Son filmi Bulantı’yı geçtiğimiz aylarda yayınlayan Zeki Demirkubuz, insan doğasını irdeleyen filmler yapmaya çalıştığını belirterek, “Aldatmayan kadından bir hikaye olmuyor. Erkek aldatırsa çok büyük bir trajedi olmuyor. Kadın aldattığı zaman erkeğin halini görün” dedi.

Fotoğraf: DHA
Kocaeli Üniversitesi’nde düzenlenen bir söyleşiye katılan Demirkubuz, ‘Neden filmlerinizde aldatan kadın temasını sıklıkla işliyorsunuz’ sorusunu “Aldatmayan kadından bir hikaye olmuyor. Erkek aldatırsa çok büyük bir trajedi olmuyor. Kadın aldattığı zaman erkeğin halini görün, işte benim filmlerden veya çevrenizden. Bu durum insanı olmayan kanallara götürebiliyor. Onun etkisini de biraz değerlendirebiliyorum” diyerek yanıtladı.

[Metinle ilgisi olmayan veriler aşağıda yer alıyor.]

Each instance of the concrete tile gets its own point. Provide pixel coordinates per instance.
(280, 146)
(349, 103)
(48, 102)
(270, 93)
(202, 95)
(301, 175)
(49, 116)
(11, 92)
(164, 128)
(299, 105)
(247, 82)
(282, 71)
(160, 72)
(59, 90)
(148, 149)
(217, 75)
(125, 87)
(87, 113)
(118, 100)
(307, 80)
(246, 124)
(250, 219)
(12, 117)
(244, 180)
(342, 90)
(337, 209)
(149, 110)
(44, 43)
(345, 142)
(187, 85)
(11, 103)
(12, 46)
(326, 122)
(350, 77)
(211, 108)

‘Ülkemizdeki cinsellik kültürüne dair bir şeyden yararlanıyorum’
Esasen kadınlarla ilgili bir genel bir sorunu olmadığını ancak filmlerinde işlediği ‘aldatan kadın’ karakterlerinin bazı kesimler tarafından kadınları kötülemek olarak algılandığını aktaran Demirkubuz, “Kafama takılan, bende bir mesele olarak karşılığını bulan şeylerin filmini yapmaktan sorumluyum” ifadelerini kullandı.
Demirkubuz şöyle devam etti: “Dünyadaki ama özellikle ülkemizdeki cinsellik kültürüne dair bir şeyden yararlanıyorum. Çoğu bu kültürden olan ama bir kısmı da kadının ve erkeğin doğasından gelen, aslında kadının gücüne atıfta bulunan filmler ortaya koymama rağmen Türkiye’de angaje olmuş siyaset yüzünden ‘hep kadınlar mı aldatıyor’, ‘kadın düşmanı’ gibi geri dönüşler alıyorum.”
‘Aldatan kadın’ temasının erkeklere dair hikayeler anlatma fırsatı verdiğini belirten Demirkubuz, “Filmlerime politik bir angajman yerine, düz bakabilen birinin nazarında kadınları ne kadar sevdiğim, ne kadar saygı duyduğum ve değer verdiğim anlaşılacaktır” dedi.
‘Benden ne beklendiği üzerine film inşa edilmesini utanç verici buluyorum’
Demirkubuz, filmlerinin toplumun geneli tarafından anlaşılmadığı yönündeki bir eleştiriye de şöyle yanıt verdi: “Toplumun düzeyi bu diye, bir tür kendini inkar olan tutum takınıp, benim kim olduğum yerine benden ne beklendiği üzerine film inşa edilmesini utanç verici buluyorum. Bu zaten Türkiye’de ve dünyada entelektüellerin önünde duran en büyük mesele. Ve bu dünyanın her yerinde de aynıdır.”